Given this axiom, it's better that one use relatively objective methods such as grades or tests since subjective methods will allow bias to creep into the evaluation. Teachers and other evaluators are not uniformly capable of filtering out their own biases: Given such variance in the quality of teachers, I think the wide adoption of your methods will result in a net increase in bias.

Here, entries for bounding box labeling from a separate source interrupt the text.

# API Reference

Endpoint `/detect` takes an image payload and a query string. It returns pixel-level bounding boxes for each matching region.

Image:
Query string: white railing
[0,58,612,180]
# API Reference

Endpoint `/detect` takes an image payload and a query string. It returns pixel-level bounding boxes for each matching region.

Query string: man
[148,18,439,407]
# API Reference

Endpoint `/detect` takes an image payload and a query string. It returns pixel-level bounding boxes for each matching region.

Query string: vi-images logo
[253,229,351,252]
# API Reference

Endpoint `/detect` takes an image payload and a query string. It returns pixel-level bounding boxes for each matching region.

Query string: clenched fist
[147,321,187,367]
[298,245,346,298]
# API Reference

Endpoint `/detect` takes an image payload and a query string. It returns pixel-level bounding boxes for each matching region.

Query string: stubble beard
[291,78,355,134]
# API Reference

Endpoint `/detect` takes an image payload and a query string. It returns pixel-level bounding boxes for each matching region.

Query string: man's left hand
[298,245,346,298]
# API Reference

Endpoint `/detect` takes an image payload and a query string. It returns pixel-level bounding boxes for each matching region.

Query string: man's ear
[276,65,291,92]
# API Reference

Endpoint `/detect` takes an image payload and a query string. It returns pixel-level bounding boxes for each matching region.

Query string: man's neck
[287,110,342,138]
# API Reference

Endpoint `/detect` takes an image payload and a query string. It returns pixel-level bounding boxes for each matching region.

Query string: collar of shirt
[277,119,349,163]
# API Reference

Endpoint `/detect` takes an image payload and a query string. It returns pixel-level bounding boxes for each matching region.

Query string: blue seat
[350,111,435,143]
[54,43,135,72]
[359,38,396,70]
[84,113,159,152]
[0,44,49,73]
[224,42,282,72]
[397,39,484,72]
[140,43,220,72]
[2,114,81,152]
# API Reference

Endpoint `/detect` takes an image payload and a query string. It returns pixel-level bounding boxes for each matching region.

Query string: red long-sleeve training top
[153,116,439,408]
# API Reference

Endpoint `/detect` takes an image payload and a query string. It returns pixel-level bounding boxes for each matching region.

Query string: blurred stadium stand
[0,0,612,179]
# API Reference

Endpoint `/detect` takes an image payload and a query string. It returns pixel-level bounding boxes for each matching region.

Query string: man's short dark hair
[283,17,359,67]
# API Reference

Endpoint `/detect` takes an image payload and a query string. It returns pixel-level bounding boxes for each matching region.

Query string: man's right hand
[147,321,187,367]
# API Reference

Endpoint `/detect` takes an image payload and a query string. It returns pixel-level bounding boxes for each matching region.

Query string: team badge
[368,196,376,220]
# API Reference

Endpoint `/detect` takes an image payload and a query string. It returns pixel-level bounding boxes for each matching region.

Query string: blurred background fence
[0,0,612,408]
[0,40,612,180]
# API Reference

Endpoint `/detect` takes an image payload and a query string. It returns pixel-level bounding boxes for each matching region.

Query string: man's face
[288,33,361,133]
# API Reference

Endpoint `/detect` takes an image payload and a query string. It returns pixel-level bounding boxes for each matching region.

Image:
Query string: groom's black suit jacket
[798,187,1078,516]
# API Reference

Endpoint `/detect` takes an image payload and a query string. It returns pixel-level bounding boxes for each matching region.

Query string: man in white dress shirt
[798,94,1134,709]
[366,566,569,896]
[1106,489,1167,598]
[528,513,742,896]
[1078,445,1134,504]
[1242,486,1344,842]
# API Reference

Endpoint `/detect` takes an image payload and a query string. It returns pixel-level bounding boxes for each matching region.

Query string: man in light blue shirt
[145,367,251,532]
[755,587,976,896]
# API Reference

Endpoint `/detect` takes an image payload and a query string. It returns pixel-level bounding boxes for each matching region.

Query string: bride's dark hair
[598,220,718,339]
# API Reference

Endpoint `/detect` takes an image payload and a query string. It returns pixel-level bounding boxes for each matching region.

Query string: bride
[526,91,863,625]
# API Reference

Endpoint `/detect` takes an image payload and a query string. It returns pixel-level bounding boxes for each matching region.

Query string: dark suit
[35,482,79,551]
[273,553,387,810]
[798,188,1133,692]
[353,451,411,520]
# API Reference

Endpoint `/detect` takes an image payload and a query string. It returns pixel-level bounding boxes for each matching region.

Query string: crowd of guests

Two examples to buttress my point:
1. Both IQ tests and the SAT were crucial in dismantling the old WASP stranglehold on higher education in America, early in the 20th century. Poor, bright kids were able to show that they could compete with the kids of the elite. Such tests allow one to filter out the 'noise' introduced by all sorts of 'random' variables like class, rigor of curriculum, etc.
2. The MCAT is a good predictor of the pre-clinical year grades in med school and also performance on the USMLE-I. The poorer correlation with med student performance in the clinical years is due, I think, to the 'noise' introduced by the predominance of subjective evaluations in the clinical years.
Kumar
Kumar,
The point I was making was that it is the act of summarizing all the diverse data and evaluations into a single number/grade for ranking purposes that was problematic, since the input data may have more useful information tat the output number/grade.
The subjective/objective assessments issue is a different one. Here too, it is assumed that multiple choice tests, for example, are objective and don't allow for instructor bias, while grading of essays is considered subjective.
But again, a major subjective element in multiple choice arises in the examiner deciding what to test on, how to word the tests, and what kinds of options are given for the answers.
Similarly, constructing detailed scoring rubrics for essays/problems can make grading essays more "objective."
The key question that needs to be addressed is what do we want to measure and do our assessments measure it?